Dec. 9 (UPI) — Christopher Krebs, the former cybersecurity chief President Donald Trump fired for disputing his claims of voter fraud, filed a lawsuit Tuesday, accusing the Trump re-election campaign, its lawyer Joseph diGenova and conservative Newsmax Media for engaging in a conspiracy to defame and attack him.

In the lawsuit filed in the Circuit Court for Montgomery County, Md., Krebs accused the three of working in concert to attack, punish and defame him in retaliation for leading a campaign as director of the Cybersecurity and Infrastructure Security Agency to inform the public of the legitimacy of the 2020 presidential election.

Krebs said the trio conducted “a calculated and pernicious conspiracy” to defame and injure him “for speaking truth and conscientiously performing [his] public duties without servile regard to ‘partly loyalty,'” the lawsuit states.

The lawsuit was filed following Krebs refuting Trump’s effort to spread widely discredited claims of voter fraud and election rigging last month when he issued a statement as the head of CISA with a coalition of government security and elections officials stating, “the Nov. 3 election was the most secure in American history.”

Less than a week later, Trump fired Krebs on Nov. 17 in a flagged tweet for containing disputed election fraud claims that said the CISA statement was “highly inaccurate.”

DiGenova then went on Newsmax’s “The Howie Carr Show” on behalf of the Trump campaign to promote the discredited claims of voter fraud.

He also called for Krebs to be “drawn and quartered.

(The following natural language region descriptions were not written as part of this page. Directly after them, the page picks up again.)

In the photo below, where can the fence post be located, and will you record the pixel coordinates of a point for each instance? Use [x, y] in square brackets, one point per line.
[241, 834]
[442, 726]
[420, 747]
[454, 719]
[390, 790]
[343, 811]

Taken out at dawn and shot.”

“Defendant diGenova’s call to execute Plaintiff was received, as Defendant diGenova intended, by numerous angry Newsmax viewers as confirmation that Plaintiff was one of the ‘traitors’ who was stealing the election from President Trump,” the lawsuit reads. “An angry mob immediately bombarded Plaintiff with a barrage of death threats and harassment, which continue to this day.”

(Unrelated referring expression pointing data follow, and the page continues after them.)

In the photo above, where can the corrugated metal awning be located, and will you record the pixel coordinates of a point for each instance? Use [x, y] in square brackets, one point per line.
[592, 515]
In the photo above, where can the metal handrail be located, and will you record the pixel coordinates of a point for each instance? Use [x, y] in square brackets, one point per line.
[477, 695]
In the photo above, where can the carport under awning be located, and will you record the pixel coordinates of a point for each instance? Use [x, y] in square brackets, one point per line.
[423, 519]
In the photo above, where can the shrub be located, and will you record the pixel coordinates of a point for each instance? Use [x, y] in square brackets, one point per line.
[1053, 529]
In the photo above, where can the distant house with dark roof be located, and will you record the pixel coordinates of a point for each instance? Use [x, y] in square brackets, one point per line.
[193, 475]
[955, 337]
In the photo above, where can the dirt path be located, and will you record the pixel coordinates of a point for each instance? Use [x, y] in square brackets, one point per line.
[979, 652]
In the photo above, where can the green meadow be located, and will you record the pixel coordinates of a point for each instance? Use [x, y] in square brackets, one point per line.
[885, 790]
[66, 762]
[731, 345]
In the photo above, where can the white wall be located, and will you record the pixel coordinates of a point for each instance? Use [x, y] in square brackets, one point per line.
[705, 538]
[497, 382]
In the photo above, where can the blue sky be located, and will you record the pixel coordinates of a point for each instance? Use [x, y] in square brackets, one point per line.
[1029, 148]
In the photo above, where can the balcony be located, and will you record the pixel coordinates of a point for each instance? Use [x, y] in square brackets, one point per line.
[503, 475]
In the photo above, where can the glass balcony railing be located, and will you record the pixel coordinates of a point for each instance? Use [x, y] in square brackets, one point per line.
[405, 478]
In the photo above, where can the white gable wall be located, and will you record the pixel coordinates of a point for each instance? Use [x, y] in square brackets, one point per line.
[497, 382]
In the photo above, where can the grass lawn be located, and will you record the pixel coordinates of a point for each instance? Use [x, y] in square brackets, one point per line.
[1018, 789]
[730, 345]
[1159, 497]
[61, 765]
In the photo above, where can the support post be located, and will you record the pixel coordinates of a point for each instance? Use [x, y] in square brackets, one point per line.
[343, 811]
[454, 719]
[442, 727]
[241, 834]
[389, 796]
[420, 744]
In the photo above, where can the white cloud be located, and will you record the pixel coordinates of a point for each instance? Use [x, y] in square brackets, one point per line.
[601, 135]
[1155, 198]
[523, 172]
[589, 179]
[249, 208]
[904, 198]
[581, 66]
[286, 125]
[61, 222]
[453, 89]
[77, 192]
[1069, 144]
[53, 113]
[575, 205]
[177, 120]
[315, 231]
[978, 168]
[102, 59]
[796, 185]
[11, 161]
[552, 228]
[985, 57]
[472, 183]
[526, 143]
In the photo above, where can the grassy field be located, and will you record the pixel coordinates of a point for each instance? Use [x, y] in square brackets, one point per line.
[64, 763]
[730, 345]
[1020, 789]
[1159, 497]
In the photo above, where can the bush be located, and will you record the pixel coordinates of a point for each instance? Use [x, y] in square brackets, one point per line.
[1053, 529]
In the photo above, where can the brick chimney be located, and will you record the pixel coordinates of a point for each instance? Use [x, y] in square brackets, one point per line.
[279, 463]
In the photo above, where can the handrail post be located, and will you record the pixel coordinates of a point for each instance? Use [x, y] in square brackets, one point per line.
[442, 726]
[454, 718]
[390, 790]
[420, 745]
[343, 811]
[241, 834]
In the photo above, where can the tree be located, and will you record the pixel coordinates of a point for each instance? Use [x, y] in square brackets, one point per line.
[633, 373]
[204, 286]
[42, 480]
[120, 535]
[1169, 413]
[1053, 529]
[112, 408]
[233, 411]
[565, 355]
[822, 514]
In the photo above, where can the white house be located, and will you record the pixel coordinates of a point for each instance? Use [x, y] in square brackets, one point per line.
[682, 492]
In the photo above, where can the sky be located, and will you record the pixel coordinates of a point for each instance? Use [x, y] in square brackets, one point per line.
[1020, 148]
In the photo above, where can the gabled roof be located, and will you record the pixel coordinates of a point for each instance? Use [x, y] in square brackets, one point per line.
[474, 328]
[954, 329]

The lawsuit includes numerous harassing and threatening tweets, Parlor posts and text messages targeting him and his family by calling him a traitor with many repeating the language diGenova used to demand his execution.

“Why waste a bullet,” one of the messages on the right-wing social media platform Parlor reads, “just smash his head in with rock.”

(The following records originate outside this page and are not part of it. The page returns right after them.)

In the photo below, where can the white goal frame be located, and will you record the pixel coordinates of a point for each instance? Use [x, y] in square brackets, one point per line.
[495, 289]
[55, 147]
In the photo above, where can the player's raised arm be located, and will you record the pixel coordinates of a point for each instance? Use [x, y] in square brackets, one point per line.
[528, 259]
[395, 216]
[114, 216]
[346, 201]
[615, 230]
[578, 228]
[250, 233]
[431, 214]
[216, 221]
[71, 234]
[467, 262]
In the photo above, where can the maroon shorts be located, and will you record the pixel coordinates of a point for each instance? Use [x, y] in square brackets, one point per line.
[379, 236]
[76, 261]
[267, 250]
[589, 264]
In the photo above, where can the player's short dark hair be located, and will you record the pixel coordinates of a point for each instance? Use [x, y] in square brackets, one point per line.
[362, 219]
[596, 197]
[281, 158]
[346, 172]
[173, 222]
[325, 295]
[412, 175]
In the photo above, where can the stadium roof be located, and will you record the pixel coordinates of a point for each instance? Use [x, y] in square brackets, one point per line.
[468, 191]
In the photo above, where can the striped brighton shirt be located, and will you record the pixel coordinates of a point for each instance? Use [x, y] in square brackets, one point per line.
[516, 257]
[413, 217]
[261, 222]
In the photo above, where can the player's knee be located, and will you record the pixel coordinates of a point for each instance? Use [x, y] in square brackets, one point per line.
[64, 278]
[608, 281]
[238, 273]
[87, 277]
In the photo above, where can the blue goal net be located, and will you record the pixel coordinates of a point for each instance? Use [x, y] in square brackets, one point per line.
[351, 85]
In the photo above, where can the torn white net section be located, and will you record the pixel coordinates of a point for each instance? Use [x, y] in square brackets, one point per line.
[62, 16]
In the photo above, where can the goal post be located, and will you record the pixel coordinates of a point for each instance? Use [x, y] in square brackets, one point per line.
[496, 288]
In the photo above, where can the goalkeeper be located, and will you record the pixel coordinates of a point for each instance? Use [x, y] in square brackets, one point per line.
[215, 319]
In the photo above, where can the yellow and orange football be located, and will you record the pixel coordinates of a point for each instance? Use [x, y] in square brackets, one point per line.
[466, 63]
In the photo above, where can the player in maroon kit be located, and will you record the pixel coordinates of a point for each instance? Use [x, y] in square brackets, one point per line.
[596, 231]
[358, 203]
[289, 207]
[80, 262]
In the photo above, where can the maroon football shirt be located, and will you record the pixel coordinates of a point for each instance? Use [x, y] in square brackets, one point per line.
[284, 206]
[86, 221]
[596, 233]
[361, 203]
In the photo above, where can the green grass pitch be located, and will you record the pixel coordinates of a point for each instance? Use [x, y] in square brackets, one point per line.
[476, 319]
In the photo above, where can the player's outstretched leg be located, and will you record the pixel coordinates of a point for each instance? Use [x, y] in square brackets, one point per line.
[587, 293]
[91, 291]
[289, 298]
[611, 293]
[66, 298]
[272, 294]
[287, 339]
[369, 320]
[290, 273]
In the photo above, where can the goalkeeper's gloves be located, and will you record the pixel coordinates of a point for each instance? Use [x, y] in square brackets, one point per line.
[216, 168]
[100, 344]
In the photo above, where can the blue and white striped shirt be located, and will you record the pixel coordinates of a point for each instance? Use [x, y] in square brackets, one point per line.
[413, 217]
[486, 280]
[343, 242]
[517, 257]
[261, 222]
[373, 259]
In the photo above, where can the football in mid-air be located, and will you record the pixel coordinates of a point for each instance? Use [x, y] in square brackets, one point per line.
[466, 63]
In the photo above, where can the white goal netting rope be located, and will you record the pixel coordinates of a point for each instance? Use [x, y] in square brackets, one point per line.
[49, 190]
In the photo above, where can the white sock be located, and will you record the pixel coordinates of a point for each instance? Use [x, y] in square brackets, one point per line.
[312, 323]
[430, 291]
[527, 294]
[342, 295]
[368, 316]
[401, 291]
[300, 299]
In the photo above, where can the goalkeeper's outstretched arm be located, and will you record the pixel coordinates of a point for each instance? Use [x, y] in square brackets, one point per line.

Krebs’ lawyers accuse Newsmax of inviting diGenova to attack their client over his disagreement of the Trump campaign’s widespread voter fraud claims and that instead of choosing to edit out the call for violence the media organization aired it and continues to disseminate it online.

“In short, Defendant Newsmax internationally armed Defendant diGenova with the tools to defame and cause Plaintiff extreme emotional distress, and then, by broadcasting Defendant diGenova’s defamatory incitement of violence on its website and other platforms, has itself further defamed and inflicted emotional distress upon Plaintiff ” the lawsuit states.

DiGenova attempted to walk back the comments early this month, saying in a statement that it was “obvious that my remarks were sarcastic and made in jest.”

“I, of course, wish Mr. Krebs no harm,” he said in the statement issued by the Trump campaign. “This was hyperbole in a political discourse.”

The lawsuit is seeking to have a judge order Newsmax to remove any video regarding diGenova’s threats and monetary damages in excess of $75,000 plus lawyers’ fees.

“As a result of the Defendants’ coordinated conduct, Plaintiff has become the target of violent threats and harassment and suffered significant financial, professional, emotional, reputational and other damages,” the lawsuit argues.